He tossed the picture onto the tabletop and got up. So far, he hadn't found any sign of her being involved with another man.
He went to the small bathroom beside the kitchen. There was a shower curtain running around the inside of an old claw-foot tub, a pedestal sink facing a wall cabinet with a mirrored door, and a toilet. It was all ancient and battered, but built to withstand the average artillery assault-heavy porcelain, cast iron, a tile floor. What Mary had been able to make clean, she had. The rest was either chipped, cracked, or stained beyond the help of minor surgery. It was standard New York fare, and made him think back to his own bathroom as a boy, or at least the one he'd shared with the rest of the family. He'd hated that bathroom-the constant interruptions when he'd hoped to be alone, the presence of so many other people's personal items, from Kotex pads in the pail by the toilet, to mangled toothbrushes and mysterious smears of whoknew-what around the sink. And his mother used to leave her underwear hanging off the shower nozzle overnight, after washing it in the sink. Drove him nuts.

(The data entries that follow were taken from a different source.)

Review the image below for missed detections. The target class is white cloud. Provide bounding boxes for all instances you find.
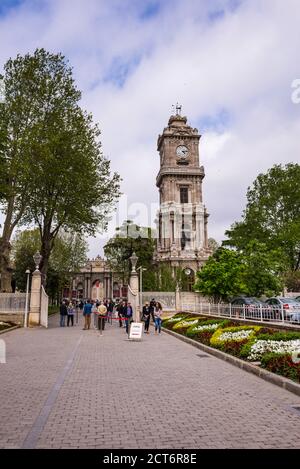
[0,0,300,255]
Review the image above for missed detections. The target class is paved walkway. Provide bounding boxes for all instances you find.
[0,316,300,449]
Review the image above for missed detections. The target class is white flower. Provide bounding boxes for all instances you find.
[167,317,183,322]
[247,339,300,360]
[174,319,198,327]
[219,329,253,342]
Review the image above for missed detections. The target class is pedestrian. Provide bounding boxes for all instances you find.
[123,303,133,334]
[98,301,107,331]
[83,300,93,331]
[116,301,125,327]
[150,298,156,324]
[154,302,162,334]
[107,299,115,323]
[67,302,76,327]
[59,301,68,327]
[142,303,151,334]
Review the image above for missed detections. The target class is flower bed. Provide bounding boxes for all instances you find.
[210,326,260,357]
[186,319,233,345]
[247,339,300,361]
[172,317,199,333]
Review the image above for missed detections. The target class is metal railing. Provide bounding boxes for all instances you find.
[181,303,300,325]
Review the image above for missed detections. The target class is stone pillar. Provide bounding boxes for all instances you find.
[29,270,42,326]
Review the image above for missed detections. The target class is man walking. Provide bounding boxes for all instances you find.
[83,300,93,331]
[123,303,133,334]
[98,302,107,331]
[59,301,68,327]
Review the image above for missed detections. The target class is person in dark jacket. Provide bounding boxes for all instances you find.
[59,301,68,327]
[123,303,133,334]
[150,298,156,323]
[142,303,151,334]
[83,300,93,331]
[116,301,125,327]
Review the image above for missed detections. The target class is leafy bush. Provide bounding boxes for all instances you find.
[254,328,300,341]
[261,353,300,383]
[186,319,233,345]
[162,313,188,329]
[0,321,15,331]
[172,316,199,333]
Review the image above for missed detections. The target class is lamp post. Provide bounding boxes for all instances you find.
[129,252,138,273]
[128,252,139,322]
[33,251,42,270]
[136,265,147,313]
[24,269,30,327]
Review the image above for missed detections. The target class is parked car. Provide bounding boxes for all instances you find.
[230,296,271,319]
[266,296,300,319]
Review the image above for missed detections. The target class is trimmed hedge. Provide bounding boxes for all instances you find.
[186,319,233,345]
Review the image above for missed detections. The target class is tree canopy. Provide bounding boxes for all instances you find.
[194,241,282,301]
[0,49,120,288]
[12,229,88,299]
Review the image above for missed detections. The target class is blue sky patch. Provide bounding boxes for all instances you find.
[0,0,24,16]
[103,56,141,88]
[196,109,231,132]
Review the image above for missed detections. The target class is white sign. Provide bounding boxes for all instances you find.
[129,322,143,340]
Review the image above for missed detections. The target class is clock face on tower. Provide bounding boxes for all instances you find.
[176,145,189,158]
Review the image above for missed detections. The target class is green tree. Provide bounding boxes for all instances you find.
[194,247,247,301]
[46,232,88,301]
[243,240,283,297]
[104,220,156,291]
[223,163,300,271]
[12,229,88,299]
[12,229,41,291]
[208,238,220,253]
[0,49,119,283]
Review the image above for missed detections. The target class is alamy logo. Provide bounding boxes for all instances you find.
[0,78,5,104]
[291,78,300,104]
[0,339,6,363]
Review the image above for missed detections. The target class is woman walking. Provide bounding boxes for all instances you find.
[98,302,107,332]
[143,303,151,334]
[154,302,162,334]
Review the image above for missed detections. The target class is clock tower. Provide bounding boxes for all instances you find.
[154,106,211,284]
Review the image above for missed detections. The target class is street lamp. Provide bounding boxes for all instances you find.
[129,252,138,272]
[136,265,147,313]
[33,251,42,270]
[24,269,30,327]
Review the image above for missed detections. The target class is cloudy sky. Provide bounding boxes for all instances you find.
[0,0,300,256]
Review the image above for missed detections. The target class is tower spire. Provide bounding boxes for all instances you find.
[172,103,182,117]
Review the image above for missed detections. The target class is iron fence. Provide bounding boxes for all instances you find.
[181,303,300,325]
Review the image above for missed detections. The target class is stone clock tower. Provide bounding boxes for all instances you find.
[154,106,211,283]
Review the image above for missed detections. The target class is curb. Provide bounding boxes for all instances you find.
[0,326,20,335]
[162,327,300,396]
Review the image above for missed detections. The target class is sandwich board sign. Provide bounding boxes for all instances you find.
[129,322,143,340]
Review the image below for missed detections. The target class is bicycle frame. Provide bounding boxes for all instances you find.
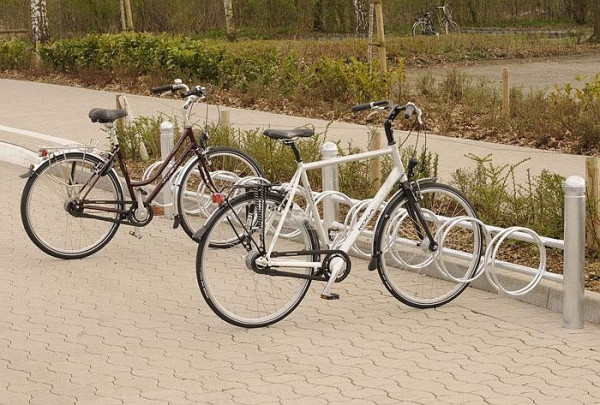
[257,143,408,296]
[80,126,212,225]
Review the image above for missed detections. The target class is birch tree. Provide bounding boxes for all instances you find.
[353,0,369,37]
[223,0,236,41]
[31,0,50,45]
[590,1,600,43]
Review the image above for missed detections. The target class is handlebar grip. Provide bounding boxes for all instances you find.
[351,100,389,112]
[150,84,173,94]
[181,86,207,98]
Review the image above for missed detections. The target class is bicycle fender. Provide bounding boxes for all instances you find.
[173,156,201,215]
[368,177,437,271]
[27,149,123,193]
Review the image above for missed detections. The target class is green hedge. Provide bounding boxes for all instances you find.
[40,34,402,104]
[0,40,33,70]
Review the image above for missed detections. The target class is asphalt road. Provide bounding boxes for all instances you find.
[407,52,600,90]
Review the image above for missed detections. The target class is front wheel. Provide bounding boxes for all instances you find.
[411,21,427,36]
[196,192,318,328]
[177,146,263,237]
[445,21,460,34]
[21,152,123,259]
[375,183,483,308]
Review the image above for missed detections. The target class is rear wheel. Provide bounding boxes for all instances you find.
[196,192,318,328]
[177,146,263,237]
[446,21,460,34]
[21,152,123,259]
[375,183,483,308]
[411,21,427,36]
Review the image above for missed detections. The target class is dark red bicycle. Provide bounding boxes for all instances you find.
[21,80,263,259]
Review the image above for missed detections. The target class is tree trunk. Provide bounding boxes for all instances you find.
[574,0,584,25]
[469,0,480,26]
[590,1,600,43]
[119,0,133,31]
[223,0,236,42]
[354,0,369,37]
[313,0,325,32]
[31,0,50,47]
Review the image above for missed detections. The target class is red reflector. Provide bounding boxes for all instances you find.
[211,193,225,205]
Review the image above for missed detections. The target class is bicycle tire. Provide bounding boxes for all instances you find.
[374,182,483,308]
[196,192,318,328]
[446,21,460,34]
[410,21,427,37]
[177,146,264,238]
[21,152,123,259]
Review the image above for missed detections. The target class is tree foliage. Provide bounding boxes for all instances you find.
[0,0,598,38]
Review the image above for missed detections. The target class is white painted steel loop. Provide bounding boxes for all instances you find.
[435,216,492,283]
[485,226,546,296]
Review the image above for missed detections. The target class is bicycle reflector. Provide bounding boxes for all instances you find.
[211,193,225,205]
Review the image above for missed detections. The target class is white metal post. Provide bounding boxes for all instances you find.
[321,142,339,230]
[160,121,174,219]
[563,176,585,329]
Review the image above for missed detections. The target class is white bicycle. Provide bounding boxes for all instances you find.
[194,101,485,328]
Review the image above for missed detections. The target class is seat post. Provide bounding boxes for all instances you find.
[283,139,302,163]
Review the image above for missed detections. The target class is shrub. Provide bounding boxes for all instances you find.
[0,40,33,70]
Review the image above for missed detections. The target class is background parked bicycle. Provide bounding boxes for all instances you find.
[21,80,262,259]
[411,3,460,35]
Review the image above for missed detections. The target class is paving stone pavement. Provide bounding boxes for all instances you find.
[0,162,600,405]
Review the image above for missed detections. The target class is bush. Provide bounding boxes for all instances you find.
[40,34,402,105]
[0,40,33,70]
[453,155,564,239]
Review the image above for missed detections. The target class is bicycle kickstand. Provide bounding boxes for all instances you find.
[129,226,142,239]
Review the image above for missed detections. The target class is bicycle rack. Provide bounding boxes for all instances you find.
[142,161,547,296]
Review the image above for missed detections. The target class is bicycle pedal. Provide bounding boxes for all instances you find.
[367,256,377,271]
[173,214,181,229]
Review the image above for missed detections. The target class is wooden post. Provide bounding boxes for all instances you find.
[223,0,236,42]
[219,110,231,129]
[585,157,600,252]
[502,68,510,117]
[120,0,133,31]
[116,94,150,162]
[367,2,375,74]
[369,128,381,191]
[374,0,387,73]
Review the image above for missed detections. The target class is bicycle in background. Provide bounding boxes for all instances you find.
[411,3,460,36]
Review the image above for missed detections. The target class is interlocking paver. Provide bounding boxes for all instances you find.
[0,98,600,405]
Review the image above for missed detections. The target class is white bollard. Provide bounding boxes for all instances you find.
[321,142,339,230]
[563,176,585,329]
[160,121,175,219]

Not Mary, though. Here, nothing was out of place. That had driven him nuts, too.
He opened the cabinet door: aspirin, brush, comb, a headband to hold back her hair, cotton balls in a dish, a variety of lotions and creams, toothbrush and paste, a backup bar of soap, still in its wrapper.
And a birth control dispenser, its dated slots empty up to the day she died.
He held the plastic clamshell in his hand, reading the prescription on its cover. These were sometimes taken medicinally, he thought, not just for practical purposes. Other times, they were merely wishful thinking in pill form, and didn't actually indicate any active sexuality. Given the lack of romantic evidence elsewhere in the apartment, Willy was left to wonder.